Hence, there was a reason for suspecting that a bird present in June at a known
site was one of a "group" present for several months during summer/autumn
staying behind, as opposed to a bird that has arrived as a one-off at the wrong
time of year. It just seems more plausible to me. Indeed you are correct Mike,
that the bird would need to persist (and be recorded) at the site to be
accepted as over-wintering. It is a shame that there are fewer visitors to this
place now that the vast majority of shorebirds (including the Buff-breasted
Sands and ~5000 Sharpies) have long gone.
On that note, and picking up on Adrian's comment, there appear to be more
species/individuals of shorebirds present in the Hunter this winter too (more
stints, golden plovers, curlew sands, a ruddy turnstone etc). Those who monitor
them more closely would be better placed to say if they're overwintering or
not, but from what I have read I think that they are. It is interesting to know
though that similar things are being experienced elsewhere too.
On Monday, 30 June 2014 5:52 PM, Mike Carter
Hi Mick, Why assume that because a Yellow Wagtail is seen on 22 June in
Australia that it is necessarily overwintering? One can only make that claim
if the bird is seen throughout the winter, not on just one day. Someone else
made the same claim about another species seen recently on a single day and
although it raised my ire, I didn't complain. If it is still around in
September then it will have overwintered. Until then, this is just a winter
record, as significant as that may be.
A true case of overwintering was the Spotted Redshank found at the Eastern
Treatment Plant SE of Melbourne on 14 March 1992, that disappeared from that
site on 29 May 1992 but rediscovered on a nearby wetland on 17 June and
after moving to a number of other wetlands in the district was last seen in
the area on 14 September 1992.
Besides Yellow Wagtails, both White and Citrine have also appeared in
Australia in winter.
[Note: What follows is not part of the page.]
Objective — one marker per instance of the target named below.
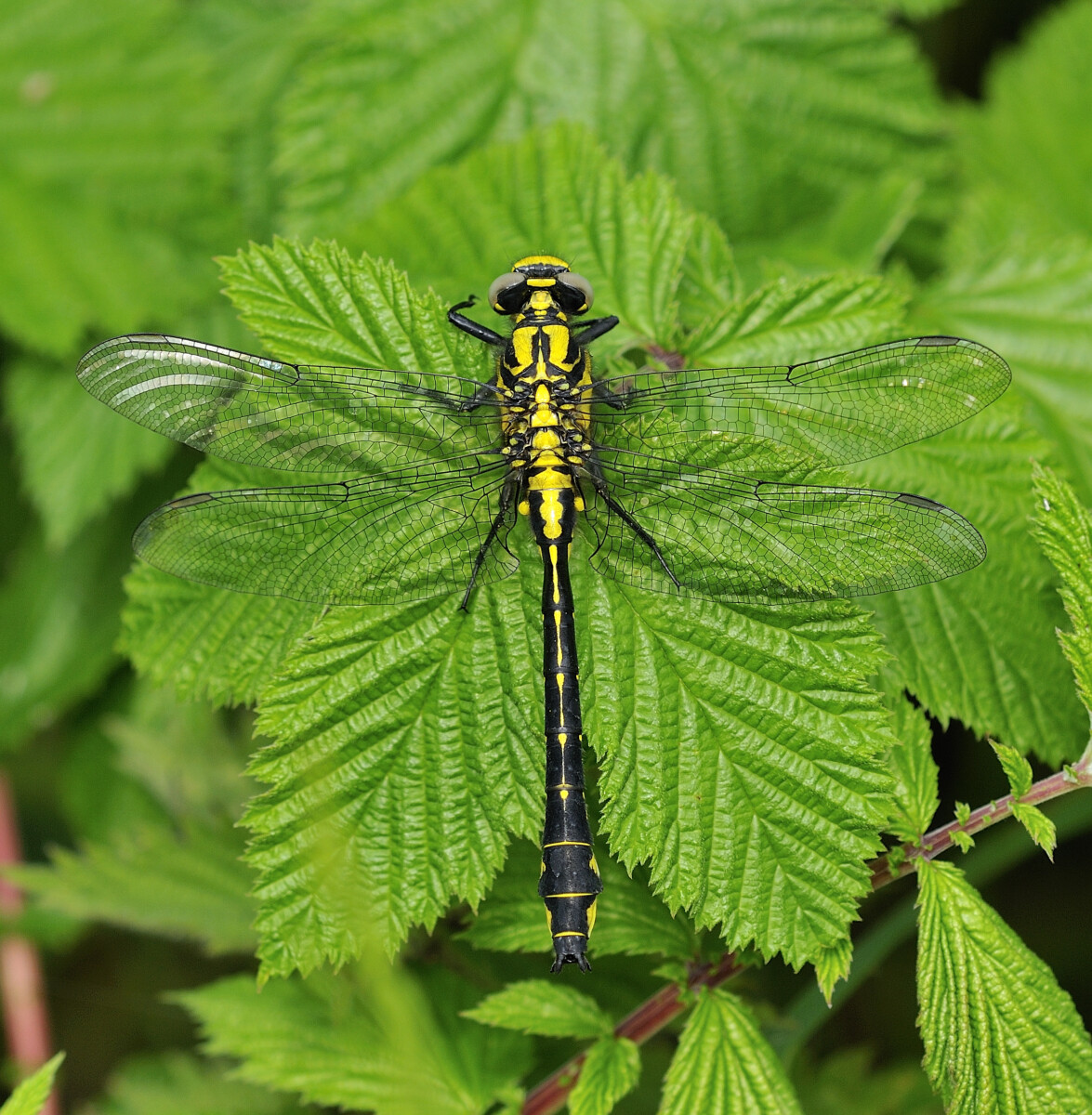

A White Wagtail of the race leucopsis was present at
Portland, Victoria from 7 June to 23 August 1992 (I'd accept that bird
overwintered), and an adult male Citrine Wagtail was present at Goolwa,
South Australia from late May into early June 1987 when it suddenly
disappeared. Nearly two decades later we learnt that it had been shot and
prepared as a stuffed skin! It was found when a private collection was
gifted to the South Australian Museum following the demise of its owner! And
that wasn't the only rarity that he had collected!